Er wordt daarbij uitgegaan van de gedachte dat de onvoorziene pandemie het contract uit evenwicht heeft gebracht. De rechter herstelt dat evenwicht dan weer, maar daaruit volgt dan meteen dat de rechter niet geneigd is om het probleem in zijn geheel bij de verhuurder neer te leggen. Wanneer de zaak op last van de overheidsmaatregelen gesloten is, gaat de rechter vaak voor en 50/50 verdeling.

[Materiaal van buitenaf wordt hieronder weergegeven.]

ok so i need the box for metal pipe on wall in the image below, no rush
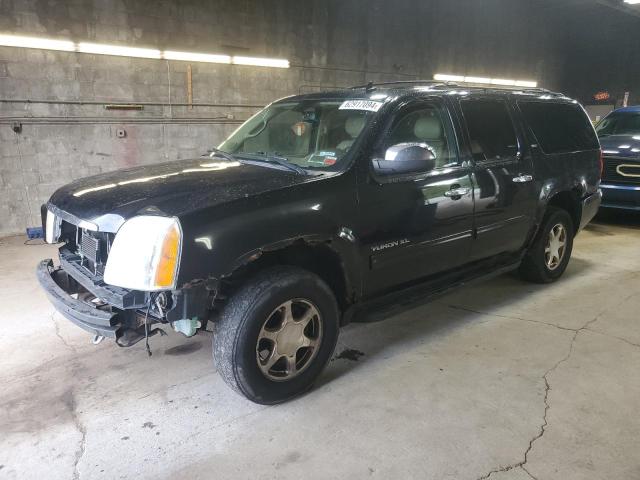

Wanneer het generen van omzet weer mogelijk is, wordt vaak een lagere korting vastgesteld van bijvoorbeeld 35% of 25%. Ook geldt in het algemeen dat een huurder die al voor de pandemie achter was met betalen deze betalingen gewoon onverkort zal moeten voldoen. Corona levert niet met terugwerkende kracht een voordeel op.
Belangrijk is overigens wel dat een huurder zijn omzetverlies voldoende onderbouwt. Wanneer dat niet gebeurt dan loopt de huurder het risico dat de rechter geen gevolgen verbindt aan de onvoorziene omstandigheden of slechts een beperkte korting geeft.
Ook de verhuurder die wil betogen dat hij door het niet betalen van de volledige huur in de problemen komt zal dit moeten onderbouwen.
Het verdient aanbeveling dat huurders die in de problemen zijn gekomen met het betalen van de huur met hun verhuurder in gesprek gaan en er onderling uitkomen. Een huurder kan ook een redelijk voorstel doen en dit ongeacht de reactie van de verhuurder uitvoeren. In veel gevallen komt het dan tot een procedure, maar daarbij ligt het niet voor de hand dat een rechter niets met de gevolgen van de coronacrisis doet. Het lijkt in die zin voordeliger voor een verhuurder om mee te werken aan een redelijk voorstel. Een redelijk voorstel is niet een verzoek om alle huur kwijt te schelden. Hoe nijpend de situatie ook is, rechters wijzen een kwijtschelding categorisch af en verdelen de pijn steeds over beide partijen.